991: Googling Ourselves

20231103 SD

991: Googling Ourselves

Transcript

I’m Major Jackson and this is The Slowdown.

In the late nineties, before cell phones, my friend Melissa couldn’t reach me on my last known number, a landline. I had moved; we’d lost touch. So, lacking a massive telephone directory for Philadelphia, she did what humans did back then; she dialed 411 and spoke to a directory assistant, a stranger, who magically recited a number where, supposedly, I could be reached.

When Melissa called, an elderly woman answered and said, she was sorry to disappoint. Although a Major Jackson lived at the residence, her husband, she was most likely seeking a different Major Jackson. Melissa asked if we were related. “No,” she said, “but, we might as well be.
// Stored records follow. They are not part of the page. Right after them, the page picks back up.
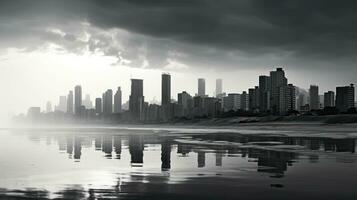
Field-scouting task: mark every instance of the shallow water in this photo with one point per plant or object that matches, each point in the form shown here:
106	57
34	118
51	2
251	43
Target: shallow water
175	164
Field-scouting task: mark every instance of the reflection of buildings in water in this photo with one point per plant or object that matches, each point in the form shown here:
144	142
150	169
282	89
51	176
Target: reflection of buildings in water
62	144
136	149
314	144
107	146
98	142
219	156
69	140
340	145
165	154
117	146
183	149
201	159
277	161
77	148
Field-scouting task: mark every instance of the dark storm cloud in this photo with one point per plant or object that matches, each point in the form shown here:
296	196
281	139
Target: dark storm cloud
204	31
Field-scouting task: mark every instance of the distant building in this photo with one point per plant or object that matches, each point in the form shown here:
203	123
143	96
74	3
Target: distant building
264	93
287	99
219	88
329	99
165	89
77	99
136	99
201	87
87	102
62	104
211	106
108	102
345	98
244	101
185	100
34	113
277	80
98	106
321	101
154	110
314	97
232	102
253	97
48	107
70	102
118	101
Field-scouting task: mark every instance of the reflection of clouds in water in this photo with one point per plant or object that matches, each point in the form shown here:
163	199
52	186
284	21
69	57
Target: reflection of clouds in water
184	163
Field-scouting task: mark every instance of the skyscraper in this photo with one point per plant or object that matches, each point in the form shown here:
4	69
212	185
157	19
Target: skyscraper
77	99
314	97
232	102
329	99
87	102
136	99
165	89
117	101
98	105
264	93
253	98
62	104
201	87
244	101
70	102
277	80
345	98
108	102
219	88
48	107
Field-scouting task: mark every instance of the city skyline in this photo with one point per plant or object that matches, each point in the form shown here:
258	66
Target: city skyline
39	48
272	95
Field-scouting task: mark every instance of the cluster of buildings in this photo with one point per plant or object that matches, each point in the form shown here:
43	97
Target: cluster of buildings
273	95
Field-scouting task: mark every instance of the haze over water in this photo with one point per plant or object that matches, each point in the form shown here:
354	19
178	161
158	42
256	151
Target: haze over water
178	163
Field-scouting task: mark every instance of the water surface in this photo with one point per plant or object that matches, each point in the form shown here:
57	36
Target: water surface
75	163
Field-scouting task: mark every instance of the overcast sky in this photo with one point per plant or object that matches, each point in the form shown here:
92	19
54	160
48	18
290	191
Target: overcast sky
48	46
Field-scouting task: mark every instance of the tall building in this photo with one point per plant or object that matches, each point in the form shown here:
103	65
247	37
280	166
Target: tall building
165	89
232	102
117	101
70	102
244	101
183	99
98	106
62	104
201	87
87	102
108	102
345	98
48	107
287	99
329	99
77	99
253	97
314	97
277	80
264	93
219	88
136	99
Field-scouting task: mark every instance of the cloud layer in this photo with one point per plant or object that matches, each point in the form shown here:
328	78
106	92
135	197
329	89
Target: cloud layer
195	33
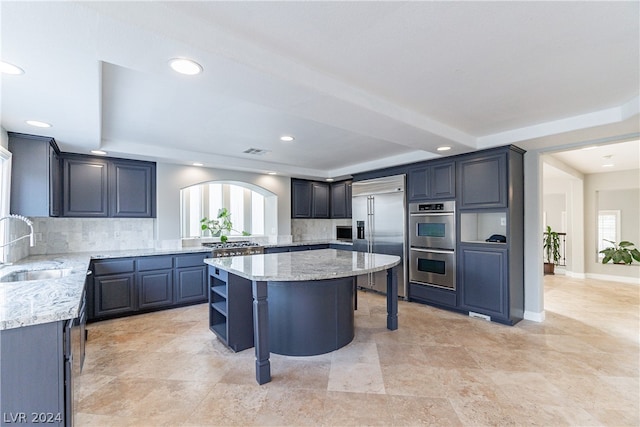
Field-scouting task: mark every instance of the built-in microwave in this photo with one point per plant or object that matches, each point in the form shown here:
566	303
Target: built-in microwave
344	233
432	225
433	267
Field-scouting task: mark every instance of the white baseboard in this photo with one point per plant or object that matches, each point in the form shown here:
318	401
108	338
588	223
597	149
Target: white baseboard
575	275
534	316
611	278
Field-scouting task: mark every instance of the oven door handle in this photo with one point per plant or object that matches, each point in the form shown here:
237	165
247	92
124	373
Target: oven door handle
437	251
431	214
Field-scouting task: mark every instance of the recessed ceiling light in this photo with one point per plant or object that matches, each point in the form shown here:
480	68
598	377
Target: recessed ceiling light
14	70
185	66
38	124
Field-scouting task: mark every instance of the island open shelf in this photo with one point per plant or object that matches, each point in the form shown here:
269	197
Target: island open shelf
294	303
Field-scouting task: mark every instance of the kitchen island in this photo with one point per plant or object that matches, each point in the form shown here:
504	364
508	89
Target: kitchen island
312	296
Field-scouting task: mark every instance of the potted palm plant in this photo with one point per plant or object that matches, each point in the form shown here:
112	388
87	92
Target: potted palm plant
620	253
551	246
220	226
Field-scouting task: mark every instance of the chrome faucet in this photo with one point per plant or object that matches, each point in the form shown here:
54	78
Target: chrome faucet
30	235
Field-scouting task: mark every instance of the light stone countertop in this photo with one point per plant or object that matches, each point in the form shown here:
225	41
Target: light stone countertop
33	302
306	265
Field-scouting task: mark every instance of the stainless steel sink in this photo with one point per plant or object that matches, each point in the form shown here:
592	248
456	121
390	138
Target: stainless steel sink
24	275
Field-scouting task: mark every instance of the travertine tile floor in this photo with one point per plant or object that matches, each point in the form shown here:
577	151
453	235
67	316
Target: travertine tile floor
580	367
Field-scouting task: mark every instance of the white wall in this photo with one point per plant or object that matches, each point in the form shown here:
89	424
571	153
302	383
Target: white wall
595	183
4	138
172	178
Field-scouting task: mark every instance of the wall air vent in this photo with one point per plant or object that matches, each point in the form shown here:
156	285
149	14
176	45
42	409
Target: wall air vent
255	151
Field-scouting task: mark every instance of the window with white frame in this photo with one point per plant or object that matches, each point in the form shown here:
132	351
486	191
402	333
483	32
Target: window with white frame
246	202
608	229
5	187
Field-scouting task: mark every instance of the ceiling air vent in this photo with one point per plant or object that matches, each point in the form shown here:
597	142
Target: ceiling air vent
255	151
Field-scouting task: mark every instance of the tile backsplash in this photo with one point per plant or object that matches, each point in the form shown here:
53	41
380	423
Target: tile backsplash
315	229
63	235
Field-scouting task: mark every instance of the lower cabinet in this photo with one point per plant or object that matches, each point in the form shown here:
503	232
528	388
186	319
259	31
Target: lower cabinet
125	286
35	364
231	309
484	284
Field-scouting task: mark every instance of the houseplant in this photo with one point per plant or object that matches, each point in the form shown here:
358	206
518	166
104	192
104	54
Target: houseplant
220	226
551	246
620	253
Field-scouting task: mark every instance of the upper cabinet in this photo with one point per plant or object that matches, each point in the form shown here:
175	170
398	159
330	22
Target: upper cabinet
132	187
432	180
105	187
341	199
85	186
309	199
36	175
483	181
46	182
315	199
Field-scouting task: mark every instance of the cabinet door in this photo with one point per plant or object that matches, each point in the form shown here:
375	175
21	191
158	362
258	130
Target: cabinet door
114	294
321	200
442	181
84	187
338	200
191	284
483	181
55	183
483	281
132	189
155	288
301	198
418	183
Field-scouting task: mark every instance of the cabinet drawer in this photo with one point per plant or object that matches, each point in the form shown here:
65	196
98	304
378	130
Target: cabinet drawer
155	263
101	268
432	295
195	260
218	274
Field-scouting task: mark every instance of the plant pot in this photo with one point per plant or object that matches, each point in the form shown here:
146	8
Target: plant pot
549	268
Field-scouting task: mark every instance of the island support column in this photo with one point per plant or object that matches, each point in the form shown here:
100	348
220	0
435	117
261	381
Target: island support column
392	298
261	331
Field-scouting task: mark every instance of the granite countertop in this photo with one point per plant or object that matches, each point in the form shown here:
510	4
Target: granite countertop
307	242
307	265
33	302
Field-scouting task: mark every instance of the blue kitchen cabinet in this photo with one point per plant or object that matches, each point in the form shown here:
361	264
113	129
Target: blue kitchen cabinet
154	282
132	189
85	183
341	199
321	200
106	187
432	181
35	367
483	181
190	278
310	199
231	309
36	183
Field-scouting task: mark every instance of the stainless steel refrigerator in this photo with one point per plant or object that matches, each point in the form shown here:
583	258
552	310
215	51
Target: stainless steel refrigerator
379	226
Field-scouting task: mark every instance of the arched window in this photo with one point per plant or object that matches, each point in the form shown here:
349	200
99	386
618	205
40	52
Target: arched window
253	209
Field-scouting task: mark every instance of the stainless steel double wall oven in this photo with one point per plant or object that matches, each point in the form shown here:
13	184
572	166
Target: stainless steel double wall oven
432	241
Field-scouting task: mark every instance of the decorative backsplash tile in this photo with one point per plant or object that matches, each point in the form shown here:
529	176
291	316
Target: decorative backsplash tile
65	235
315	229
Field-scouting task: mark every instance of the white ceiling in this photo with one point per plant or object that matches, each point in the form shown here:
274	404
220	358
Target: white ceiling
361	85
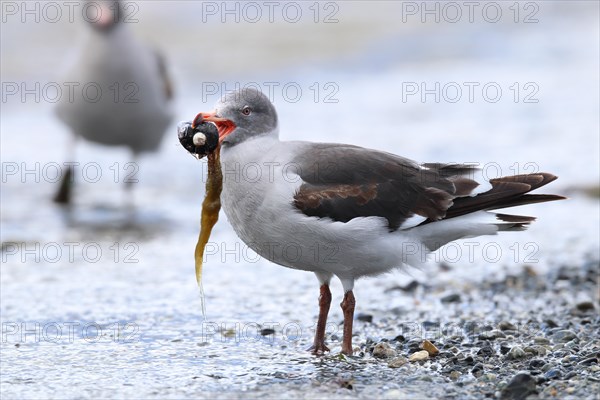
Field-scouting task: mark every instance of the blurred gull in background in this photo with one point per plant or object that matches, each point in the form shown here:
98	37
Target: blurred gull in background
128	94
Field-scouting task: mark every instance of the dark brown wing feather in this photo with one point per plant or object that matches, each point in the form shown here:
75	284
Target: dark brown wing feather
348	182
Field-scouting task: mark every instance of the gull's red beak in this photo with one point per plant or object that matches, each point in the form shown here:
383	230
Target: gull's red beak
224	125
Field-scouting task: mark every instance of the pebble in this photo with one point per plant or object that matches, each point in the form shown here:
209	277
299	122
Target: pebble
486	351
430	348
477	370
383	350
397	362
585	306
564	335
454	375
506	326
364	317
515	353
491	335
419	356
536	363
553	373
540	340
519	387
451	298
588	361
539	350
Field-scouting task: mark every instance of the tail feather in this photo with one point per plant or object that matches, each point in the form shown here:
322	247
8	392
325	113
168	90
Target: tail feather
469	216
506	192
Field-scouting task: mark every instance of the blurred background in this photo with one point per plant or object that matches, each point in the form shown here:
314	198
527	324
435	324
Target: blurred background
512	86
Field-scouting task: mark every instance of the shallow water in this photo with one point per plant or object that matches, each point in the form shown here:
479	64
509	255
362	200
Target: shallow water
100	300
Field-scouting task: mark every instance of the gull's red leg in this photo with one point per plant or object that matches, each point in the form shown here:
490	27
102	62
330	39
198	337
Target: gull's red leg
348	309
318	346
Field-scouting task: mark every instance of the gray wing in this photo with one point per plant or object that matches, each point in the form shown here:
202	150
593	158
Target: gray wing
343	182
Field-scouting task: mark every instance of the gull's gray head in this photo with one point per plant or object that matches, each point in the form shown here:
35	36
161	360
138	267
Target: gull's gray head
241	115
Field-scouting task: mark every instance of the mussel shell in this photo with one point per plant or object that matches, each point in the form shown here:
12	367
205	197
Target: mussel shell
186	133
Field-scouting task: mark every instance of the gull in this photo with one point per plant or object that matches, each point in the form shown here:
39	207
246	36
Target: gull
347	211
121	91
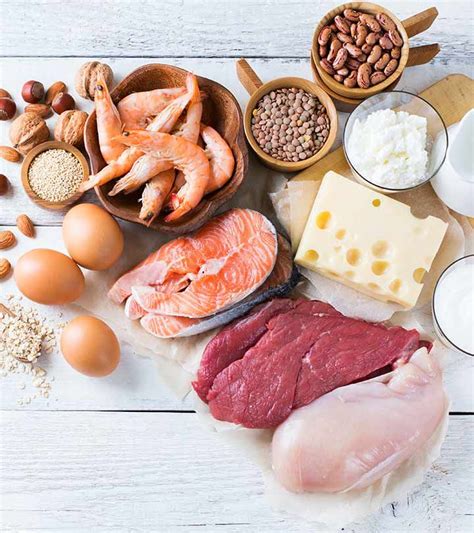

I’ve taken so many calls for him. He sounds like a nice young man.” Melissa said, yes, he’s the best, to which the elder Mrs. Jackson replied, yes, but probably not better than my Major Jackson.

It’s become common now to check our digital footprint, to seek evidence of ourselves in cyberspace, a place where we might also encounter our namesakes. Today’s poem delves into the psychological roots of this self-searching.


Googling Ourselves
by Philip Schultz

          You think yourself wise, proud Zarathustra.
          Then guess the riddle … Speak then: Who am I?
          — Nietzsche

These strangers with my name,
busy being kidnapped, embezzled,
honored, and dying at a frightening rate.
The cross-dressing exterminator convicted of rape
in Kensington, Ohio, sentenced
to seventy-two years without bail, the policeman killed
stopping a burglary in Thermopolis, WY – could they
have imagined a Florida painter with their name
communicating with extraterrestrials through sculptures
made out of railroad tracks, or being written about 
in a poem by another member of their redundant family
for a reason none of us can explain?

Sometimes I fear I’m imaginary, don’t really exist.
Catch myself wondering why I only seem to like myself
when, say, I’m wearing a teacher’s face –
because I see myself only through others’ eyes?
In that case, who am I really? Alone at night,
watching a ball game, I’m always surprised when 
I speak to myself in the third person, wondering why
this man cares so much about something he plays no part in.

It’s easier to wonder why Nietzsche sought
his soul’s sympathy, a truth he knew he’d despise,
probably feared he wouldn’t survive. To imagine him up late,
seeking his ever-evolving, unidentifiable self,
a past more inhabitable and less unforgiving,
anxious to know why someone with his name would say,
“Poets lie too much, who among us has not adulterated his wine?”

Late at night the Web is a dangerous swamp
of voyeuristic self-scrutiny and addictive impersonation,
the ego testifying for and against itself, seeking evidence
of triumph and complicity, sanction without malice,
pretext or God. Who is this man obsessively looking up
all his persona narrators, feeling like a hodgepodge,
trapped somewhere between heaven and earth,
spitting against the wind? Is it because he knows
he’s getting closer to the end, will soon vanish
and become nothing? Is this why he’s studying
everyone who answers to his name, because
one may have invented time or sympathy or God 
and will love him, even momentarily, for who he is?